Understanding a recursively defined list (fibs in terms of zipWith)
Let's take a look at definition of zipWith
zipWith f (x:xs) (y:ys) = f x y : zipWith xs ys
Our fibs is:
fibs = 0 : 1 : zipWith (+) fibs (tail fibs)
For take 3 fibs
substituting the definition of zipWith
and xs = tail (x:xs)
we get
0 : 1 : (0+1) : zipWith (+) (tail fibs) (tail (tail fibs))
For take 4 fibs
substituting once more we get
0 : 1 : 1 : (1+1) : zipWith (+) (tail (tail fibs)) (tail (tail (tail fibs)))
and so on.
I wrote an article on this a while back. You can find it here.
As I mentioned there, read chapter 14.2 in Paul Hudak's book "The Haskell School of Expression", where he talks about Recursive Streams, using Fibonacci example.
Note:tail of a sequence is the sequence without the first item.
|---+---+---+---+----+----+----+----+------------------------------------| | 1 | 1 | 2 | 3 | 5 | 8 | 13 | 21 | Fibonacci sequence (fibs) | |---+---+---+---+----+----+----+----+------------------------------------| | 1 | 2 | 3 | 5 | 8 | 13 | 21 | 34 | tail of Fib sequence (tail fibs) | |---+---+---+---+----+----+----+----+------------------------------------|
Add the two columns: add fibs (tail fibs) to get tail of tail of fib sequence
|---+---+---+---+----+----+----+----+------------------------------------| | 2 | 3 | 5 | 8 | 13 | 21 | 34 | 55 | tail of tail of Fibonacci sequence | |---+---+---+---+----+----+----+----+------------------------------------|
add fibs (tail fibs) can be written as zipWith (+) fibs (tail fibs)
Now, all we need to do prime the generation by starting with the first 2 fibonacci numbers to get the complete fibonacci sequence.
1:1: zipWith (+) fibs (tail fibs)
Note: This recursive definition will not work in a typical language that does eager evaluation.
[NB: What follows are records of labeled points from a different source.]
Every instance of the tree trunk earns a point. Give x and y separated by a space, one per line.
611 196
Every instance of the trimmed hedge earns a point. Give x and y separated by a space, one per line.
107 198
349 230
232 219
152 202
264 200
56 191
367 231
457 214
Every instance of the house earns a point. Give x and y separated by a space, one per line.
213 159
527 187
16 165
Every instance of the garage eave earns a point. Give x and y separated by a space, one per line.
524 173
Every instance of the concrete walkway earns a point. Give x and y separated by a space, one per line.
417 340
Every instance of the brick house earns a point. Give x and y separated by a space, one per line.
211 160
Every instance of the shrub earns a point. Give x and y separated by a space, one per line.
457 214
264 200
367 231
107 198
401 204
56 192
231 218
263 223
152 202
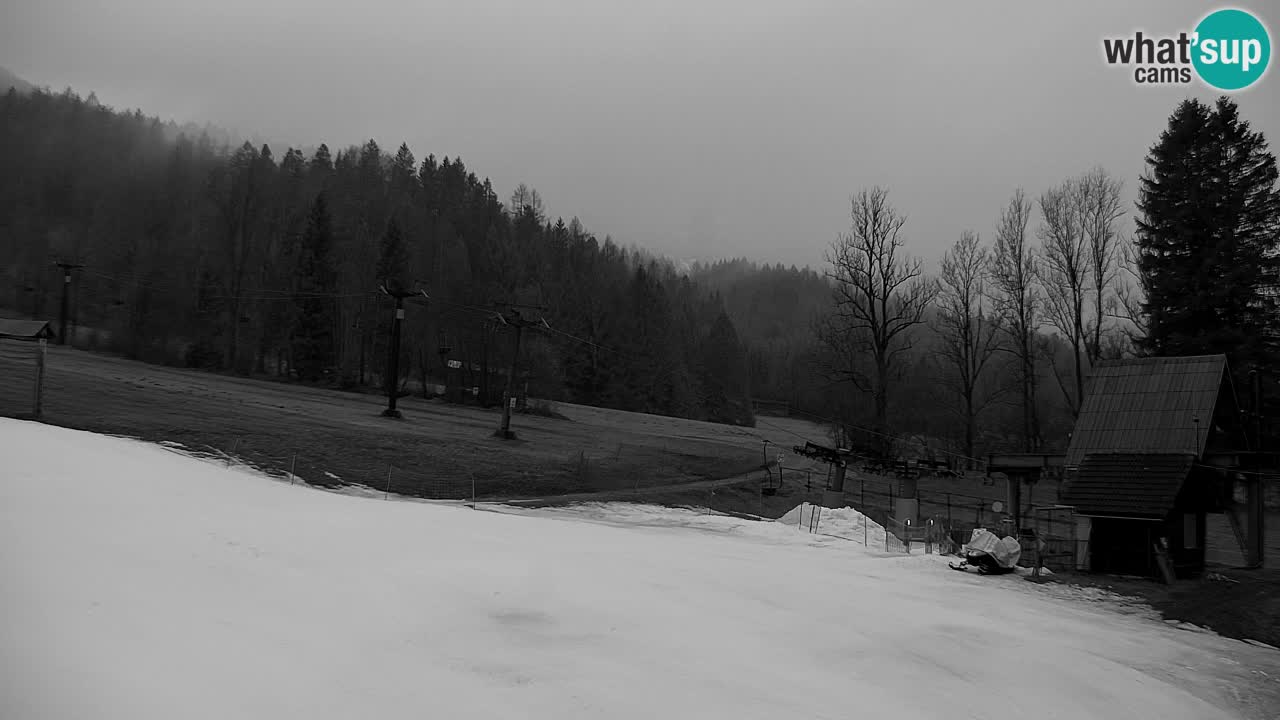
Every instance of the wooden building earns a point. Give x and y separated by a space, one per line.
1139 469
37 332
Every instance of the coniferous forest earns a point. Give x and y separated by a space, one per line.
264 261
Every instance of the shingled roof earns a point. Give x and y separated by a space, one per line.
1148 405
1128 484
24 329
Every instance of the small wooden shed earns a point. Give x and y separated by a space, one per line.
31 331
1136 470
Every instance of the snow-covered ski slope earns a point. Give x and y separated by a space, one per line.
137 583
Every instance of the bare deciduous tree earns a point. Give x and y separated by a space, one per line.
1082 244
1065 276
880 295
1018 302
1127 305
1101 212
969 337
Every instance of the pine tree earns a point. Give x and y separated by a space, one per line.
393 259
1207 244
314 333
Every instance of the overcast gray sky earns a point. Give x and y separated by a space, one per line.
695 128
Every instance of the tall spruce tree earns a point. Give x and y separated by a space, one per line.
1208 241
316 282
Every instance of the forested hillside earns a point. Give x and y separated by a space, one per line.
259 260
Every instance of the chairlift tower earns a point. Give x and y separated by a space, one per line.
835 493
393 355
517 322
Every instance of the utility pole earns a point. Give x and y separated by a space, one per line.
516 320
67 283
393 356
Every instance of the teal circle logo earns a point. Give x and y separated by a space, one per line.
1232 49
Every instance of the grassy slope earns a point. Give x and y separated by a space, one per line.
434 451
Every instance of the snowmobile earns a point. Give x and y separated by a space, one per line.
988 554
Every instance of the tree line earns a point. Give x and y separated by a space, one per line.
240 260
211 256
1064 285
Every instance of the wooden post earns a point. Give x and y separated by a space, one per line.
40 378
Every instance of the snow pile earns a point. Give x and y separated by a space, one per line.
844 523
144 584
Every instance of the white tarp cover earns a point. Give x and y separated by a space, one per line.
1006 551
982 541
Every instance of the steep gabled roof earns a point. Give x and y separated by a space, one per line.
24 329
1148 405
1128 484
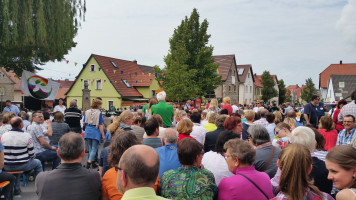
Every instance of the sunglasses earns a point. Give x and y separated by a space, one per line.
226 156
117 168
276 132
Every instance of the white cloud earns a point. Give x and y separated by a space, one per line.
347 23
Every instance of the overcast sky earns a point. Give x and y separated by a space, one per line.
294 39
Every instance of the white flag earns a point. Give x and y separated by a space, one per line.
38 87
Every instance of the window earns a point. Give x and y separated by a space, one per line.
2 91
110 104
98 85
112 62
92 68
126 83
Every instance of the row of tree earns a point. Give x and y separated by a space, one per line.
190 67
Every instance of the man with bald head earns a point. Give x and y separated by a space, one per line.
19 151
72 116
168 154
137 173
293 115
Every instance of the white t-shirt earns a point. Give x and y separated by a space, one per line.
216 163
234 108
198 133
60 109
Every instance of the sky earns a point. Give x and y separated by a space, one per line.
294 39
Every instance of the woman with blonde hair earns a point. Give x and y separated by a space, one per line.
250 116
210 126
291 122
124 122
283 132
277 117
295 163
94 128
6 126
148 113
341 163
326 128
214 106
227 105
185 127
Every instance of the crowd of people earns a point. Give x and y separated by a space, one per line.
222 151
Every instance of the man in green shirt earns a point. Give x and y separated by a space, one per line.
137 172
163 109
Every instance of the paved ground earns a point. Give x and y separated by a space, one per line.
29 192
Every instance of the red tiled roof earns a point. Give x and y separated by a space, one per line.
12 76
258 80
129 68
224 64
246 69
63 88
336 69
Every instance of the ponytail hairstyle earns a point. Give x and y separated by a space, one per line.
345 157
295 162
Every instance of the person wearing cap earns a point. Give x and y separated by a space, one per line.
163 109
11 108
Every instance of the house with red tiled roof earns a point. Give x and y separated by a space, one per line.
230 81
10 86
258 88
118 82
246 85
334 69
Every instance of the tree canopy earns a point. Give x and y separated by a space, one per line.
268 90
190 67
309 90
282 91
33 32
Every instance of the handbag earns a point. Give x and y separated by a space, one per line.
254 185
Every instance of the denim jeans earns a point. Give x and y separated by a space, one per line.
49 155
7 190
93 148
31 164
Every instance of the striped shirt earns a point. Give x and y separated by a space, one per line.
18 147
152 142
342 139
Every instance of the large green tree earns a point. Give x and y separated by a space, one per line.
282 91
268 90
190 67
309 90
33 32
288 97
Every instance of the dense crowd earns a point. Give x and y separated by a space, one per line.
164 151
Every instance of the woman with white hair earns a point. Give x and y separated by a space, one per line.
163 109
319 173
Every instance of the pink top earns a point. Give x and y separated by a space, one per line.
238 187
228 107
330 138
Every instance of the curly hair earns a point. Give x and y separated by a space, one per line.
119 144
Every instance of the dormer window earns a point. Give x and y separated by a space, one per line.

It works in haskell as it does lazy evaluation. So, if you ask for the first 4 fibonacci numbers, take 4 fibs, haskell only computes enough of sequence as required.
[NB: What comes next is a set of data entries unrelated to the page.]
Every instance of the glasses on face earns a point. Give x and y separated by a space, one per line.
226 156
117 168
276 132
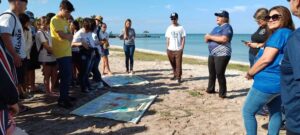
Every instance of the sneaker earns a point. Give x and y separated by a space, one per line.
65 104
100 85
131 72
72 98
173 78
223 96
179 81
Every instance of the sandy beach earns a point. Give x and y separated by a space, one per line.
184 109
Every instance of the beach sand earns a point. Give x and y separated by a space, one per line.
179 109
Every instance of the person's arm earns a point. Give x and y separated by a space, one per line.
47 47
7 40
267 58
182 43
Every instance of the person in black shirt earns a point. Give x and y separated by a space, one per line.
260 36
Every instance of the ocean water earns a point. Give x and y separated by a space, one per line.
194 45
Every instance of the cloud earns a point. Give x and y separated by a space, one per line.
42 1
202 9
236 9
168 6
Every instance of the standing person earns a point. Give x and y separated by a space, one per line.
258 40
74 27
32 55
260 36
61 38
84 40
128 35
104 37
219 44
266 73
175 38
290 77
44 45
8 89
99 22
97 58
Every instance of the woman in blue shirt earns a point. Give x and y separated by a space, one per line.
266 73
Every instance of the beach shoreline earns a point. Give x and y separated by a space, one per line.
184 55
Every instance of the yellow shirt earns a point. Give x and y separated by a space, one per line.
61 47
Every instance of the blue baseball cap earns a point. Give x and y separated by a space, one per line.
223 13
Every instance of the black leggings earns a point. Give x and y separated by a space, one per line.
217 66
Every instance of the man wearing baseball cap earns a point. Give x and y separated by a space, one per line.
175 37
219 44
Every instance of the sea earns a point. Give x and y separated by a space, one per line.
194 45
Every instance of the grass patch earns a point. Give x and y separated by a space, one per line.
157 57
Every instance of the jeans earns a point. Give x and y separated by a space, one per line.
288 132
254 102
95 68
129 52
175 58
217 66
65 72
85 69
251 59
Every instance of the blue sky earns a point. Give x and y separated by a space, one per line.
153 15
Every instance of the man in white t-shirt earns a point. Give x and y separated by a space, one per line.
175 36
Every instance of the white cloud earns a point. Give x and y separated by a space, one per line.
42 1
236 9
202 9
169 7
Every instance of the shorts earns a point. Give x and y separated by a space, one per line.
76 57
33 64
105 52
21 72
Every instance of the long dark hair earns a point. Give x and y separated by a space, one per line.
126 29
286 20
24 19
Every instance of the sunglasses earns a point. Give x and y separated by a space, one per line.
275 17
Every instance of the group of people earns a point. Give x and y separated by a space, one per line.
72 50
68 51
274 64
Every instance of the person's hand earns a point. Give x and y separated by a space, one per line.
14 109
207 38
17 60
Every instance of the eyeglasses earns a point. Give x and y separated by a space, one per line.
274 17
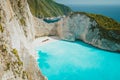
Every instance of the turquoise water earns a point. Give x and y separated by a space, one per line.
61 60
112 11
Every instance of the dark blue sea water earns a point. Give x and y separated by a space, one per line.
61 60
112 11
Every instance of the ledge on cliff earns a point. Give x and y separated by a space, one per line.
47 8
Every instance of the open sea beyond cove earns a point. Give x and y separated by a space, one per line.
61 60
112 11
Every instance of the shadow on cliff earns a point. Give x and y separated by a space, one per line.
80 42
42 60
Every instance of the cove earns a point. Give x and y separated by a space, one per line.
61 60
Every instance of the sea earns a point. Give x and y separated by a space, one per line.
62 60
112 11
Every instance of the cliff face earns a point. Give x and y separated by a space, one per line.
16 34
84 27
47 8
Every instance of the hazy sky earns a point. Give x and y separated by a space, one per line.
95 2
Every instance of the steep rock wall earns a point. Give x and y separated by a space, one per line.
82 27
16 34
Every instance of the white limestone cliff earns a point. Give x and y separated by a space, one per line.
16 34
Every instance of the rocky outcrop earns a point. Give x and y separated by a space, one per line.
47 8
16 34
83 27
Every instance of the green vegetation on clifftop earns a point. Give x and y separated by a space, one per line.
47 8
103 21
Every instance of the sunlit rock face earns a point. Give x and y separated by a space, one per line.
82 27
16 34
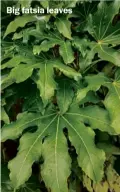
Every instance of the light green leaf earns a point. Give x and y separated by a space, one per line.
56 169
65 49
64 96
113 179
93 82
66 52
44 46
90 159
112 102
56 159
14 61
64 26
20 21
104 32
4 116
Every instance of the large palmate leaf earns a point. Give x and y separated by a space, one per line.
6 184
65 49
44 77
104 32
112 99
50 143
20 21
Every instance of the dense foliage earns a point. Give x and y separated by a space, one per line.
61 97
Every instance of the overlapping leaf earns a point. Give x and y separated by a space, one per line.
65 49
112 99
34 145
100 26
44 77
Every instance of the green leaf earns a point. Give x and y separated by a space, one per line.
112 102
7 185
44 77
113 179
93 82
64 96
65 49
4 116
20 21
105 34
88 154
64 26
50 133
56 169
66 52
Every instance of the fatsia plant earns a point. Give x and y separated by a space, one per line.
61 94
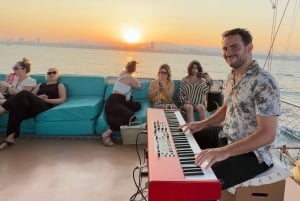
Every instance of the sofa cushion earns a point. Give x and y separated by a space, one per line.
75 108
84 85
141 94
101 124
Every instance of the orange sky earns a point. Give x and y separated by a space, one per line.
191 22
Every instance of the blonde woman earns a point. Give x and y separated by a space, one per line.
27 104
161 90
118 108
21 80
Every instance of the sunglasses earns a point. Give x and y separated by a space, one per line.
163 72
15 68
51 73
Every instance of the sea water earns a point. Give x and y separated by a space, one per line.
111 62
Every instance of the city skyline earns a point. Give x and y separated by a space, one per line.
190 23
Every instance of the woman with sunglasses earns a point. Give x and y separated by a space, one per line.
27 104
193 91
18 80
161 90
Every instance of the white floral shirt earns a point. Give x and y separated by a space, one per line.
256 94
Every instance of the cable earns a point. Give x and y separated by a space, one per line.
140 190
275 34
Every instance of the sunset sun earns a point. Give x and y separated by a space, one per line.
131 35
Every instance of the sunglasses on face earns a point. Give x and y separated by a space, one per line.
51 73
15 68
163 72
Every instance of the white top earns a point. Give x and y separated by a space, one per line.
28 82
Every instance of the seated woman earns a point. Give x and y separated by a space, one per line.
193 91
161 90
119 109
27 104
19 81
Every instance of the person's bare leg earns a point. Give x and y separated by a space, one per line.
106 140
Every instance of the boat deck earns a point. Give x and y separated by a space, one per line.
70 169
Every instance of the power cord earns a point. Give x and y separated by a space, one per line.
139 172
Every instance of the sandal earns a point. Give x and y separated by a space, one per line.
5 144
107 141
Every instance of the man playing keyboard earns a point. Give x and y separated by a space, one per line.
240 149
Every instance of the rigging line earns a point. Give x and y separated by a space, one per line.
292 26
274 7
272 43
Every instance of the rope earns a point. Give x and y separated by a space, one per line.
275 33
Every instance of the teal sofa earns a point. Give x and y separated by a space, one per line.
76 116
83 113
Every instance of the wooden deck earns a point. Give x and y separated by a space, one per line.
70 169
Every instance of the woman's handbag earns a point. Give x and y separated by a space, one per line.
133 132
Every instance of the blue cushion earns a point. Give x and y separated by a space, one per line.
84 85
76 108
I'll give a bit of an explanation of how it works internally. First, you must realise that Haskell uses a thing called a thunk for its values. A thunk is basically a value that has not yet been computed yet -- think of it as a function of 0 arguments. Whenever Haskell wants to, it can evaluate (or partly-evaluate) the thunk, turning it in to a real value. If it only partly evaluates a thunk, then the resulting value will have more thunks in it.
For example, consider the expression:
(2 + 3, 4)
In an ordinary language, this value would be stored in memory as (5, 4)
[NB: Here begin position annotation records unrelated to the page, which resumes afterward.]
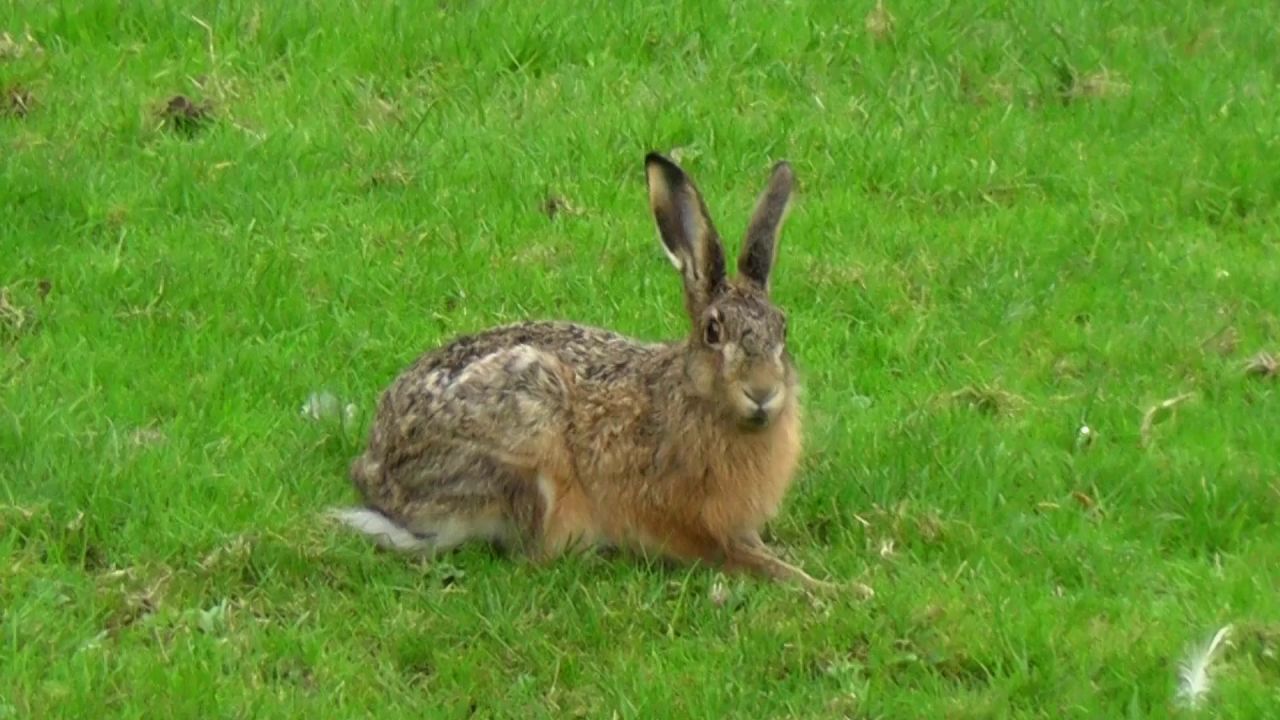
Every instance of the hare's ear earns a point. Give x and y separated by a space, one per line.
686 231
760 246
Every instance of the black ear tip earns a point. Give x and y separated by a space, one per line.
670 171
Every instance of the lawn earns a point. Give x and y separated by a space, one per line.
1010 224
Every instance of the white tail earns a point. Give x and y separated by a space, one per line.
380 529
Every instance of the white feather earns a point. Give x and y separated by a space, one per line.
379 528
1193 673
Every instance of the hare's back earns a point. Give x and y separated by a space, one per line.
592 352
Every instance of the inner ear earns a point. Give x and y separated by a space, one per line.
760 245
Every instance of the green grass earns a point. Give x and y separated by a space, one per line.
1009 222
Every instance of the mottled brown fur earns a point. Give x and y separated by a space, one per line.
552 434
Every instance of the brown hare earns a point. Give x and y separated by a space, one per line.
548 434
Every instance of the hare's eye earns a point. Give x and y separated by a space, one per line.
713 332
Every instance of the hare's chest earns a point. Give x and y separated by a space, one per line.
746 487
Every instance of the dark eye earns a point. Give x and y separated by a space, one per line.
713 332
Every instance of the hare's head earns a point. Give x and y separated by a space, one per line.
737 352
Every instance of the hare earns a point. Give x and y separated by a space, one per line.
545 434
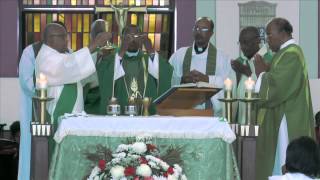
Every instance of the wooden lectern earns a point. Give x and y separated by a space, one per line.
180 101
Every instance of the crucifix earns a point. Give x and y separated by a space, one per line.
121 13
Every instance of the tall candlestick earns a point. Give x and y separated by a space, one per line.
228 88
41 86
249 83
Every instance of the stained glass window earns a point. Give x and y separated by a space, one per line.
157 24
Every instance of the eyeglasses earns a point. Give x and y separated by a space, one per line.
197 29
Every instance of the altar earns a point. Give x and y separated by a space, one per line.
203 143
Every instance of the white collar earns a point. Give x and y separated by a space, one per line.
205 53
132 54
289 42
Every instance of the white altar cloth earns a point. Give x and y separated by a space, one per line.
157 126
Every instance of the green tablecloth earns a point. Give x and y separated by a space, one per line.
203 159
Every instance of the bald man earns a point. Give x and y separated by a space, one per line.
249 41
64 71
202 62
286 107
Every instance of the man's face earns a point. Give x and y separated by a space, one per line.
249 44
274 37
59 40
134 39
202 33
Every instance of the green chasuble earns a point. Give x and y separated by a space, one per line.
284 91
133 67
241 83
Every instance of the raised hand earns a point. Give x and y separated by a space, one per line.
260 65
100 40
240 68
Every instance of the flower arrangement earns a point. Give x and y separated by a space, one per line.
137 161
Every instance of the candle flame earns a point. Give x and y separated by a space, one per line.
228 84
249 83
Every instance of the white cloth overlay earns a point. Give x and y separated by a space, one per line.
283 139
156 126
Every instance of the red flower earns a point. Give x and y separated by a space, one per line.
170 170
143 160
130 171
151 147
102 164
148 178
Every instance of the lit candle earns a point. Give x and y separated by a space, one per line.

, but in Haskell, it is stored as (<thunk 2 + 3>, 4)
. If you ask for the second element of that tuple, it will tell you "4", without ever adding 2 and 3 together. Only if you ask for the first element of that tuple will it evaluate the thunk, and realise that it is 5.
With fibs, it's a bit more complicated, because it's recursive, but we can use the same idea. Because fibs
takes no arguments, Haskell will permanently store any list elements that have been discovered -- that is important.
fibs = 0 : 1 : zipWith (+) fibs (tail fibs)
It helps to visualise Haskell's current knowledge of three expressions: fibs
, tail fibs
and zipWith (+) fibs (tail fibs)
. We shall assume Haskell starts out knowing the following:
fibs = 0 : 1 : <thunk1>
tail fibs = 1 : <thunk1>
zipWith (+) fibs (tail fibs) = <thunk1>
Note that the 2nd row is just the first one shifted left, and the 3rd row is the first two rows summed.
Ask for take 2 fibs
and you'll get [0, 1]
. Haskell doesn't need to further evaluate the above to find this out.
Ask for take 3 fibs
and Haskell will get the 0 and 1, and then realise that it needs to partly evaluate the thunk. In order to fully evaluate zipWith (+) fibs (tail fibs)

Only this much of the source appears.